Ventricular Fibrillation
The most likely mechanism of syncope in this patient is ventricular fibrillation (VF), as evidenced by the fact that the AED delivered a shock—a device that only recommends shocks for shockable rhythms like VF or pulseless ventricular tachycardia. 1
Clinical Reasoning
The key diagnostic clue is that the AED delivered a shock, which is definitive evidence of a shockable rhythm at the scene. 1 AEDs are highly accurate rhythm analysis systems with >90% sensitivity for VF and 99-100% specificity for nonshockable rhythms, meaning they will not recommend a shock unless VF or rapid ventricular tachycardia is present. 1
Why This is Ventricular Fibrillation:
AEDs only shock VF or pulseless VT: The device analyzed the rhythm and determined it was shockable, which by definition means VF or rapid VT was present. 1
Blunt chest trauma mechanism: This patient experienced commotio cordis—a phenomenon where blunt chest impact during the vulnerable period of the cardiac cycle (just before the T wave peak) can trigger VF. 1 This typically occurs in young athletes struck in the chest by projectiles like baseballs.
Immediate collapse after chest impact: The sudden loss of consciousness immediately following chest trauma, requiring defibrillation, is pathognomonic for VF induced by mechanical chest wall impact. 1
Successful defibrillation with return to normal rhythm: The patient responded to a single shock and now has normal sinus rhythm, which is consistent with VF that was successfully terminated by defibrillation. 1
Why NOT the Other Options:
Asystole (Option A): AEDs do not deliver shocks for asystole—this is a nonshockable rhythm. 1 The device would have instructed rescuers to perform CPR only, without shock delivery.

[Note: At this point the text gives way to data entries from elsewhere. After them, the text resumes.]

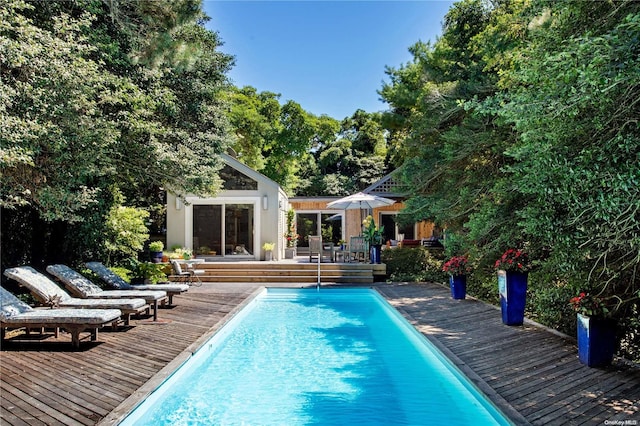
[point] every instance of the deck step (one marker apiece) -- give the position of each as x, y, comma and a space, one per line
289, 272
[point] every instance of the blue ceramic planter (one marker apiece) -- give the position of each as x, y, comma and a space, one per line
458, 284
375, 253
156, 256
596, 340
513, 296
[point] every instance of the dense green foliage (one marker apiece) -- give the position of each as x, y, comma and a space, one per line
414, 265
101, 96
306, 154
519, 128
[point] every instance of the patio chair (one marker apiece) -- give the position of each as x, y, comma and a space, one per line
189, 276
114, 281
49, 293
319, 249
82, 287
358, 249
14, 313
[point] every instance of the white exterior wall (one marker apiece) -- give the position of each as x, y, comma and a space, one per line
269, 201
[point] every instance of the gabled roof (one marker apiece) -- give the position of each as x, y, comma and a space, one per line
389, 186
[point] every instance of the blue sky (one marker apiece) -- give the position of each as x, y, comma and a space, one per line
328, 56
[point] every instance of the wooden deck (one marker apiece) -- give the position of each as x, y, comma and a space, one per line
533, 374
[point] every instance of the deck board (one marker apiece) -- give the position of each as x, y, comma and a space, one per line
45, 382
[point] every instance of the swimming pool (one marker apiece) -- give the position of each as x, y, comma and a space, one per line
328, 357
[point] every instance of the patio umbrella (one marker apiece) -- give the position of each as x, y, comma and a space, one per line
360, 201
334, 217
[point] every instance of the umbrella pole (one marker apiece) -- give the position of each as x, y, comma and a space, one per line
319, 258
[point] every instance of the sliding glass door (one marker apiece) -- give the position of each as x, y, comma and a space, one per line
232, 236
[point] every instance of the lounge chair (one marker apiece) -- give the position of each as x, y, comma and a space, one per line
318, 248
82, 287
189, 276
115, 282
15, 313
49, 293
358, 249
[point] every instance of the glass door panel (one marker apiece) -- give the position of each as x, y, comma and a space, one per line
238, 222
207, 229
307, 224
331, 229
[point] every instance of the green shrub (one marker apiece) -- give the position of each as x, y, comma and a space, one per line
548, 303
417, 264
126, 232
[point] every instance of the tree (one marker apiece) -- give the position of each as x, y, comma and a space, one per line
89, 85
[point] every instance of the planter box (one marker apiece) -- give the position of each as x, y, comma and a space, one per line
513, 296
596, 340
458, 284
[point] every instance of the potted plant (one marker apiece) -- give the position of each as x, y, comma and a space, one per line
513, 268
291, 236
268, 250
374, 236
148, 273
181, 253
596, 330
457, 267
155, 251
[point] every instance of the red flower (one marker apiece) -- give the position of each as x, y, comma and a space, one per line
513, 260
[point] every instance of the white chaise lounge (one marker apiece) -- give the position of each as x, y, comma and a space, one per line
49, 293
82, 287
14, 313
117, 283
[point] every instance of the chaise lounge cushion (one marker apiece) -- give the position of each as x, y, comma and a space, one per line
16, 312
48, 292
82, 287
116, 282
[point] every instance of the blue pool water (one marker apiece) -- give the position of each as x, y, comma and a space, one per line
303, 357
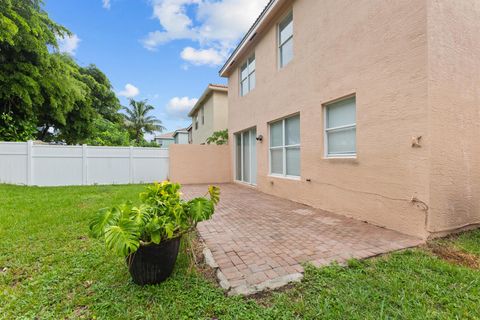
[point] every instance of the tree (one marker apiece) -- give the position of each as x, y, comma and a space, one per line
107, 133
41, 88
138, 120
219, 137
104, 99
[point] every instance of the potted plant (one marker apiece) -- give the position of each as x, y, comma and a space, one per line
148, 236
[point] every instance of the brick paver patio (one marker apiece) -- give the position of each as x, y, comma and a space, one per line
258, 241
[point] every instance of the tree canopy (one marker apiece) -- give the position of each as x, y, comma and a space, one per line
139, 120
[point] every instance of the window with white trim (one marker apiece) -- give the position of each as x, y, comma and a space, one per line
247, 76
341, 128
285, 147
285, 40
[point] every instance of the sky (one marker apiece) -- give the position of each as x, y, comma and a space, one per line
166, 51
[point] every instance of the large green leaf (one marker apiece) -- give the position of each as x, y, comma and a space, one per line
103, 219
214, 194
200, 209
141, 215
123, 238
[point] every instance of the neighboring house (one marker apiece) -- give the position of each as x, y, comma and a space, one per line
165, 140
181, 136
210, 113
370, 109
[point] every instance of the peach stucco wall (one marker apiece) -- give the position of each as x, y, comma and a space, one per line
377, 50
190, 164
414, 67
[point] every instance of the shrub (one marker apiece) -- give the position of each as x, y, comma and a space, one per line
162, 215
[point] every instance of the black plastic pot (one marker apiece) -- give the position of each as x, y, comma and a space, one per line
153, 263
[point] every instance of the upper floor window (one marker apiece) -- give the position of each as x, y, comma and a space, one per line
340, 128
247, 76
285, 40
285, 147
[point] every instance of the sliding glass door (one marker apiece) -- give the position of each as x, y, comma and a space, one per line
246, 156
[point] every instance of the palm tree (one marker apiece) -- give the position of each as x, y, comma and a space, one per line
138, 121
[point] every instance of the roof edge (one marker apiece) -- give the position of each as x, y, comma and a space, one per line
210, 88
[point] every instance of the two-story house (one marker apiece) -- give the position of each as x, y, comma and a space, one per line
180, 136
367, 108
210, 113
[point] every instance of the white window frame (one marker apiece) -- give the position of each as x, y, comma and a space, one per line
248, 64
280, 43
327, 130
284, 148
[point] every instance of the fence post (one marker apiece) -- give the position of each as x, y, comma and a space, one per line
132, 172
29, 163
84, 165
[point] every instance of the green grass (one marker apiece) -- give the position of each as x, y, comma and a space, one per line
50, 269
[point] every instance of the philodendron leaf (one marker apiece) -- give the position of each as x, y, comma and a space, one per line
169, 229
140, 215
123, 238
214, 194
102, 220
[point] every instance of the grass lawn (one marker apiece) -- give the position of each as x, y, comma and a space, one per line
50, 269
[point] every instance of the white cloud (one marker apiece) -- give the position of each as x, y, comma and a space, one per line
216, 25
130, 91
203, 56
68, 44
179, 107
106, 4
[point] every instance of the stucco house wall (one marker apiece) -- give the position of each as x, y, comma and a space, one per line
215, 106
392, 56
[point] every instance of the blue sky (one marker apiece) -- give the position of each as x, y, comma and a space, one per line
166, 51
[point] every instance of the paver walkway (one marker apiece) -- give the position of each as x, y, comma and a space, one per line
258, 241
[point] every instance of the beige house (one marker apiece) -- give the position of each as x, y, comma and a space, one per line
366, 108
210, 113
180, 136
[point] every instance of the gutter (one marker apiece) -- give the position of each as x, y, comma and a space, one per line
249, 36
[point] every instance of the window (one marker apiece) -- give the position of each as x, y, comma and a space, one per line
247, 76
340, 128
285, 40
285, 147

Vagal reaction (Option B): Vagal syncope causes bradycardia or brief asystole, not a shockable rhythm. 2 An AED would not recommend a shock for a vagal episode.
Ventricular contusion (Option C): While chest trauma can cause myocardial contusion, this does not directly cause syncope requiring defibrillation. 3 Contusion might cause arrhythmias over time, but the immediate collapse with shockable rhythm indicates VF, not contusion alone.

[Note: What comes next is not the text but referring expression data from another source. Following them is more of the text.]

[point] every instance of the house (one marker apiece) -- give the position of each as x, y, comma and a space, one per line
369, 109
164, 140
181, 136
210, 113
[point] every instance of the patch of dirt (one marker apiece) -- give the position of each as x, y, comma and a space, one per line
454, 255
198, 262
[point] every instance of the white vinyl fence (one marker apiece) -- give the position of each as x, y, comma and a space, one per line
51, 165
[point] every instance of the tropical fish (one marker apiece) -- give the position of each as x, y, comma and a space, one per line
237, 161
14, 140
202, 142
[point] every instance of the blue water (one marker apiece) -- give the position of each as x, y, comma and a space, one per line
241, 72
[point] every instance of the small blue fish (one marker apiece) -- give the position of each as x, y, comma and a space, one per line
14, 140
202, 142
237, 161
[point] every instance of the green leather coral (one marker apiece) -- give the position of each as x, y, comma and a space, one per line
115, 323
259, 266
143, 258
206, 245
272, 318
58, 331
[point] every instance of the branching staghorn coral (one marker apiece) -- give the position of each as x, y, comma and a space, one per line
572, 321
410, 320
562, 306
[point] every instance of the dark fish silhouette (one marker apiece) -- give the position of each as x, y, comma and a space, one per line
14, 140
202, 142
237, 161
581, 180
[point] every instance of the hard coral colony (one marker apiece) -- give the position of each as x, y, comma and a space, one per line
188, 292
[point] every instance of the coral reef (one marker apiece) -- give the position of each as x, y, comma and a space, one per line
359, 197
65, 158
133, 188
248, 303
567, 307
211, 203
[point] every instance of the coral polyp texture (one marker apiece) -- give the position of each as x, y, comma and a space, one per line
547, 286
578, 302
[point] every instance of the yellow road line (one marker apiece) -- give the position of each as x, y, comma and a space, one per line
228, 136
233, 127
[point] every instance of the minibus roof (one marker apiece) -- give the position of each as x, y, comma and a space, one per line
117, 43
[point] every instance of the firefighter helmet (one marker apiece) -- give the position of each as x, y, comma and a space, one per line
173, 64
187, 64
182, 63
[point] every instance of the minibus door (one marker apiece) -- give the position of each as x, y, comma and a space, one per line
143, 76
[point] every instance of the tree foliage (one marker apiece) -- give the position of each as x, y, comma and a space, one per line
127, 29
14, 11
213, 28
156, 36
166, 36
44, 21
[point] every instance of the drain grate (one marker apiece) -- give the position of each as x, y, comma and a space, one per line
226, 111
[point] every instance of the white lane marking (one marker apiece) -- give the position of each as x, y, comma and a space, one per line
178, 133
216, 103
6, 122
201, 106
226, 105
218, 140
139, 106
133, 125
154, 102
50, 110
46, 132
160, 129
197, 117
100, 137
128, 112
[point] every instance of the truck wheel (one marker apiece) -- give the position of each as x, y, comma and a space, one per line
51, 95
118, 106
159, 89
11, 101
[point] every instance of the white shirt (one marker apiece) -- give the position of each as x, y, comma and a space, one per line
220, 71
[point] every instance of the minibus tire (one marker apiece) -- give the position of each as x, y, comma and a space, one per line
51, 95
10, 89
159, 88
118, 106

Clinical Context: Commotio Cordis
This presentation is classic for commotio cordis, where:
- A projectile strikes the precordium during a narrow vulnerable window (10-30 milliseconds before the T wave peak). 1
- This mechanical impact triggers VF in a structurally normal heart. 1
- Immediate defibrillation is lifesaving, with survival rates approaching 90% when defibrillation occurs within the first minute. 1
- The patient is typically a young, healthy individual with no underlying cardiac disease. 1
Post-Resuscitation Management
Following successful defibrillation from VF:
- Monitor for recurrent arrhythmias: VF can recur after initial successful defibrillation. 1
- Evaluate for structural heart disease: Although commotio cordis occurs in structurally normal hearts, echocardiography should be performed to rule out underlying cardiac abnormalities. 2, 3
- Check cardiac biomarkers: Troponin and CK-MB should be measured, though they are typically normal or minimally elevated in commotio cordis. 1
- Consider ICD evaluation: While not typically indicated for isolated commotio cordis in structurally normal hearts, any recurrent VF or underlying structural disease would warrant ICD consideration. 1, 2
Key Clinical Pearl
The delivery of a shock by an AED is diagnostic evidence that VF or pulseless VT was present. 1 AEDs have been extensively validated and will not recommend shocks for nonshockable rhythms like asystole, bradycardia, or organized rhythms with pulses. 1 In this clinical scenario of chest trauma with immediate collapse requiring defibrillation, VF is the only plausible mechanism.